Stanford Machine Learning - Lecture 1

This first lecture starts out with some logistics for the class. The real material starts at about [31:40], but I’d recommend watching it all anyway because he does give you a feel for his goals for the class, as well as mention some applications of machine learning in use today. The material for this lecture is just to provide you an overview of the major topics that the course will cover.

Current applications:

• Character recognition requires a machine learning algorithm.

Data mining - One example is the digital database of medical records.

US Postal Services uses machine learning algorithm to recognize the zipcode you wrote on your check.

Many of your checks are processed by a machine learning algorithm to recognize the dollar amount.

Credit card transactions - learning algorithm trying to figure out if your card has been stolen, if this is a fraudulent transaction

Netflix - video recommendations.

• Additional applications mentioned in the Coursera course:

  • Google / Bing - Machine learning algorithm decides what search results to show

  • Facebook / Apple’s photo tagging features

  • Spam filtering

  • Autonomous robotics

  • Computational biology

  • Data mining

    • Web click data / click stream data

    • Medical records

    • Biology

    • Engineering

  • Applications that can’t be programmed by hand:

    • Hand writing recognition

    • Natural language processing (NLP)

    • Computer Vision

  • Product recommendations, e.g. Amazon, Netflix, iTunes

Pre-requisites for the course:

• Basic programming

  • The course is mostly programming in Matlab and Octave (Octave is freely available).

• Basic statistics

• Linear algebra

• You can find review materials for the prerequisites on the handouts page here:

  • http://see.stanford.edu/see/materials/aimlcs229/handouts.aspx

• He says the discussion sections (which cover the review material) are also televised, but I think they must have chosen not to distribute those videos (I can’t find them anywhere).

What is machine learning?

• Arthur Samuel (1959): Field of study that gives computers the ability to learn without being explicitly programmed.

Supervised Learning

• Provide the algorithm a data set (houses with square footage and their listing price)
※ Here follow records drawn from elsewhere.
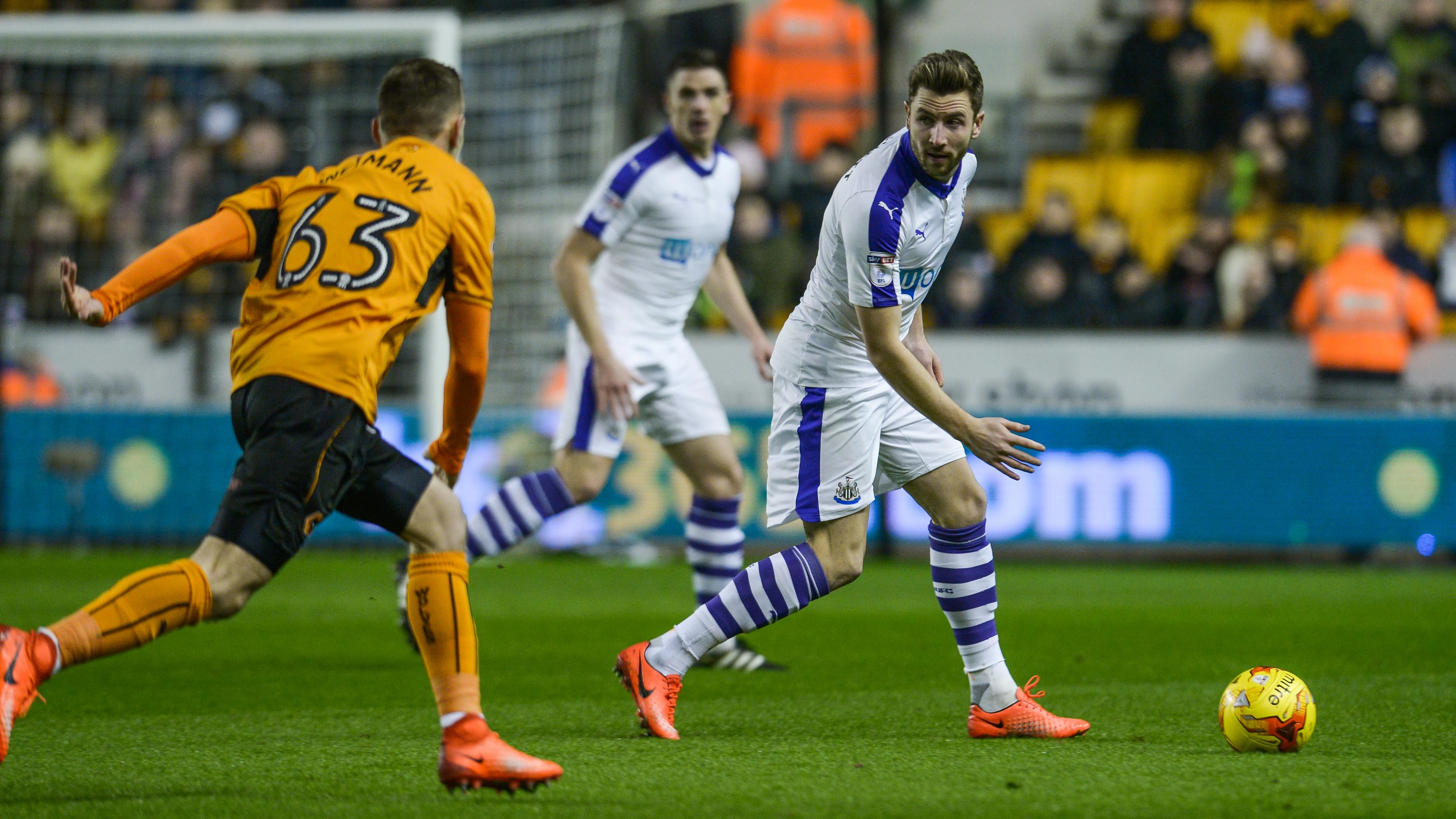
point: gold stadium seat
(1002, 231)
(1154, 184)
(1426, 231)
(1078, 177)
(1322, 231)
(1228, 22)
(1113, 126)
(1155, 237)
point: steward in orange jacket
(1362, 312)
(817, 56)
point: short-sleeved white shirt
(663, 219)
(887, 231)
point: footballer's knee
(839, 547)
(583, 473)
(966, 509)
(437, 524)
(724, 483)
(232, 576)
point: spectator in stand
(1256, 171)
(1107, 245)
(1046, 295)
(1192, 275)
(815, 57)
(1378, 85)
(1422, 43)
(768, 259)
(1142, 67)
(1394, 172)
(1362, 314)
(961, 299)
(1052, 237)
(1048, 280)
(158, 180)
(1286, 81)
(1286, 264)
(1311, 159)
(1393, 244)
(1333, 44)
(1197, 108)
(1247, 293)
(1138, 299)
(81, 159)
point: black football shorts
(308, 452)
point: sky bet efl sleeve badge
(883, 269)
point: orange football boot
(19, 680)
(474, 757)
(654, 693)
(1024, 717)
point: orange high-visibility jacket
(817, 56)
(1362, 312)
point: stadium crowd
(1308, 113)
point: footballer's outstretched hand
(995, 441)
(78, 301)
(614, 384)
(762, 352)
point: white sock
(670, 655)
(49, 633)
(994, 689)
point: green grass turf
(309, 705)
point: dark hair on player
(948, 72)
(418, 98)
(691, 60)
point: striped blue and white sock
(516, 512)
(964, 578)
(768, 591)
(714, 545)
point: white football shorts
(676, 404)
(832, 449)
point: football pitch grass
(309, 703)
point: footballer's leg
(714, 538)
(964, 578)
(823, 447)
(212, 585)
(398, 495)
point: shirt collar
(906, 155)
(688, 158)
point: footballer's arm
(994, 441)
(726, 291)
(573, 273)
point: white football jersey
(663, 219)
(887, 231)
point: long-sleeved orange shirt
(1362, 312)
(350, 260)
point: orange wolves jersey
(352, 257)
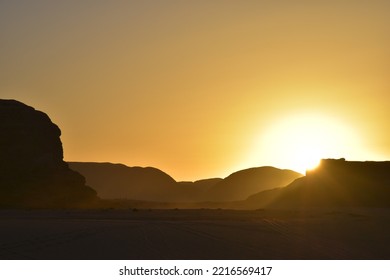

• You’re giving the algorithm the “right answer”, having it learn the relationship between input and output.

Regression

• Involves a continuous variable which you are trying to predict (e.g., housing price based on square footage of home).

Classification

• The variable you’re trying to predict is discrete, not continuous.

• Example, predict whether a tumor is malignant. To make it simple, just look at tumor size.

• The y-axis is just 0 or 1 (malignant or non-malignant).

• Or, you could have multiple variables (age and tumor size), and use different symbols for representing malignant or benign.

Learning Theory

• Helps us answer the question–do I have enough training data to feel confident in the accuracy of my system?

• In this course, he aspires to help you be able to apply machine learning really well. This is often missing from other courses.

Unsupervised Learning

• You don’t have the right answers for the data. Try to find interesting structure in the data.

• Clustering is one example of unsupervised learning.

• He gives an example of a PhD student working on clustering gene data.

• Example of clustering pixels in an image to divide the image into regions.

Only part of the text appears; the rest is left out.